Soviet flying ace (1911–1961)

Vasily Aleksandrovich Zaitsev (Василий Александрович Зайцев; 19 May 1961) was a Soviet Air Forces World War II flying ace who was twice awarded the title Hero of the Soviet Union.

==Early life==
Zaitsev was born on to a Russian peasant family in Semibratskoe, Moscow Governorate. His parents died before he and his younger brothers finished growing up, leaving him as the head of the family. After leaving his brothers with relatives he began looking for work, but faced challenges due to having only four years of schooling. In 1927 the Kolomna district Komsomol committee helped him get into trade school, where he developed a passion for machinery and graduated in 1929. He worked at a locomotive plant until entering the military in May 1932.

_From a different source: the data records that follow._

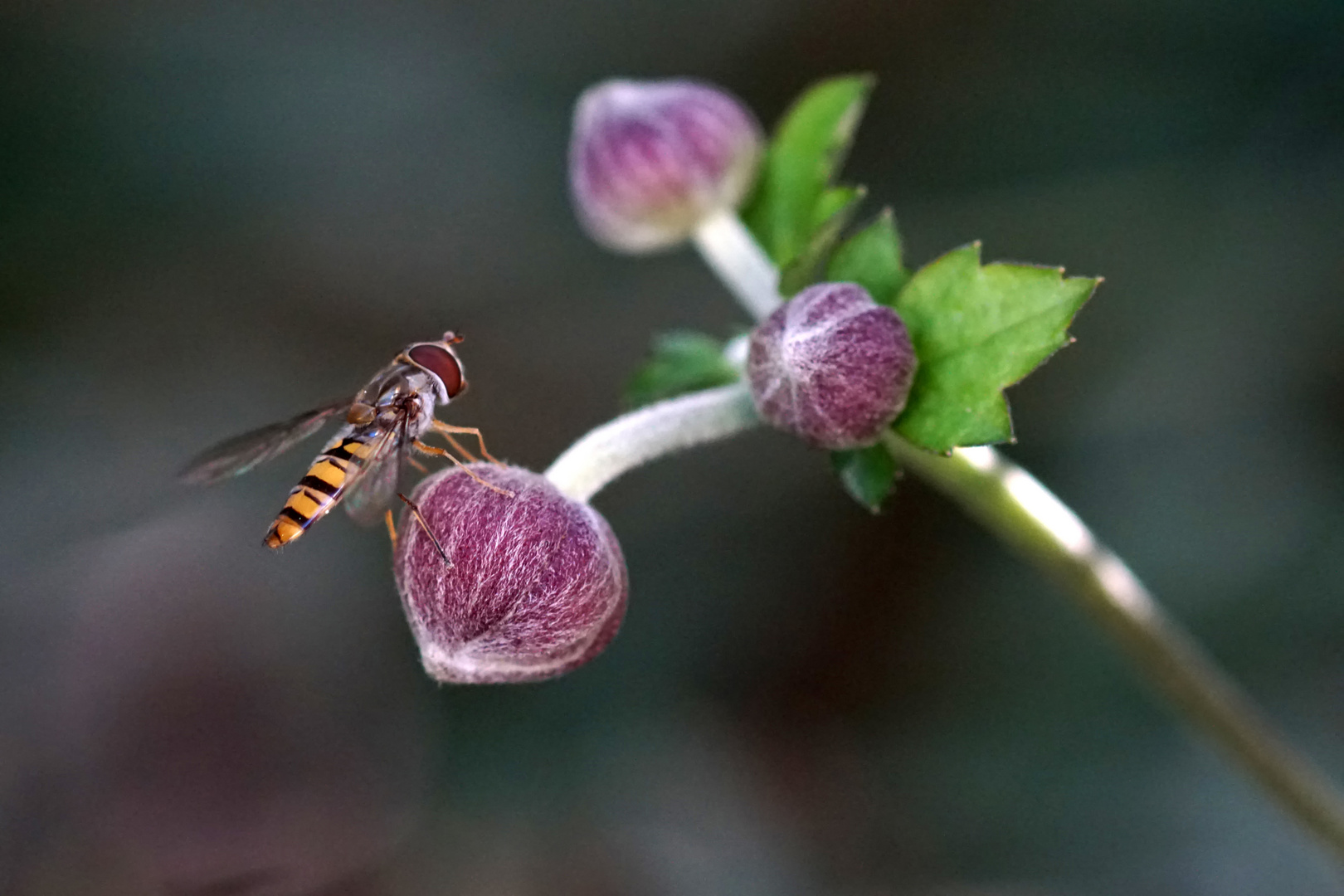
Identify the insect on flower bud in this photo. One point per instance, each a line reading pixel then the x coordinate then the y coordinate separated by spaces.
pixel 830 366
pixel 537 585
pixel 650 160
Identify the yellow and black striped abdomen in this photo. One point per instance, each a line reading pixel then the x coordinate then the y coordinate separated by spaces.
pixel 321 488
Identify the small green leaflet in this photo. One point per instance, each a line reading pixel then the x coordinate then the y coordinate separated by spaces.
pixel 979 329
pixel 682 362
pixel 873 260
pixel 867 475
pixel 801 163
pixel 806 269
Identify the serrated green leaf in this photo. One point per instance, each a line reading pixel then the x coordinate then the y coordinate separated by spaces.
pixel 682 362
pixel 800 163
pixel 867 475
pixel 873 260
pixel 976 331
pixel 806 269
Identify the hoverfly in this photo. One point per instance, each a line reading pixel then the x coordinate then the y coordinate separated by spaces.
pixel 362 464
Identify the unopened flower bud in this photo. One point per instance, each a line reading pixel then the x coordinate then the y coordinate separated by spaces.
pixel 830 366
pixel 537 583
pixel 650 160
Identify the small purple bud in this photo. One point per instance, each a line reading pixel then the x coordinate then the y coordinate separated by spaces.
pixel 830 366
pixel 537 587
pixel 650 160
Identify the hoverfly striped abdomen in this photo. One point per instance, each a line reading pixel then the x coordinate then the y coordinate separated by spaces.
pixel 323 485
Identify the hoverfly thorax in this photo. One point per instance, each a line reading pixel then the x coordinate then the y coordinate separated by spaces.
pixel 360 465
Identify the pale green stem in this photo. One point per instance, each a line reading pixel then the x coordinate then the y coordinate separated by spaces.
pixel 730 251
pixel 1027 516
pixel 650 433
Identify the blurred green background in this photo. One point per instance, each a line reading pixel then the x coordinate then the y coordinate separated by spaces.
pixel 214 215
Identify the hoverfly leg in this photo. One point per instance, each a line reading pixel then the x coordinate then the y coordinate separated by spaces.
pixel 465 430
pixel 438 451
pixel 422 524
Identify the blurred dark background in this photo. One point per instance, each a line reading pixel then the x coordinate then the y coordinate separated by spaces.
pixel 214 215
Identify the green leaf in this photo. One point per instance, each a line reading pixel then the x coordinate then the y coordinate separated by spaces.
pixel 806 269
pixel 808 148
pixel 873 260
pixel 682 362
pixel 976 331
pixel 867 475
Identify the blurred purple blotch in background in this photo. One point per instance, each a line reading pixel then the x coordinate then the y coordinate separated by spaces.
pixel 216 215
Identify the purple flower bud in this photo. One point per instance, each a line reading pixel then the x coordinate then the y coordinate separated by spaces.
pixel 650 160
pixel 830 366
pixel 537 585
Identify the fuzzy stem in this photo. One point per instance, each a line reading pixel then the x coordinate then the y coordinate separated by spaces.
pixel 639 437
pixel 1027 516
pixel 734 256
pixel 1022 512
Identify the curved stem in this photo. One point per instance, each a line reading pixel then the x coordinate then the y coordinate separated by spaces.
pixel 639 437
pixel 1025 514
pixel 741 264
pixel 1022 512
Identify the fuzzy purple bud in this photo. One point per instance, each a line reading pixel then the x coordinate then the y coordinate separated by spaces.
pixel 650 160
pixel 830 366
pixel 537 585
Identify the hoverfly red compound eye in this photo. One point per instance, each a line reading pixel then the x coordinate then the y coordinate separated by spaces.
pixel 441 363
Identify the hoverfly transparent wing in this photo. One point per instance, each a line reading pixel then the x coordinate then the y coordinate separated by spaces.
pixel 242 453
pixel 373 485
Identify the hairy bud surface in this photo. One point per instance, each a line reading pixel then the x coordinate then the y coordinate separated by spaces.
pixel 830 367
pixel 537 585
pixel 650 160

After graduating from the Luhansk Military Aviation School of Pilots in December 1933, he became a pilot in the 16th Fighter Aviation Squadron. Three years later, he completed flight commander training at the Borisoglebsk Military Aviation School of Pilots, after which he briefly worked as a flight instructor. In November 1939, he transferred to the 42nd Fighter Aviation Regiment. Initially a pilot, there he became an assistant squadron commander and was promoted again in January 1941 when the unit was based in Vilnius. Until later that year, when they were sent for retraining on the LaGG-3, the unit was equipped with I-153 fighters, which became obsolete in World War II.

==World War II==
Starting in July 1941, Zaitsev was on the front lines of the defense of the Soviet Union against Operation Barbarossa. The squadron under his command was transferred to Colonel Zotov’s mixed aviation group later that month. During the battle for Smolensk, he remained a squadron commander. However, he was soon promoted to regimental navigator of the 129th Fighter Aviation Regiment, which became the 5th Guards Fighter Aviation Regiment upon receiving the guards designation in December. By the end of the war, the unit had shot down more enemy aircraft than any other regiment in the Soviet Air Forces.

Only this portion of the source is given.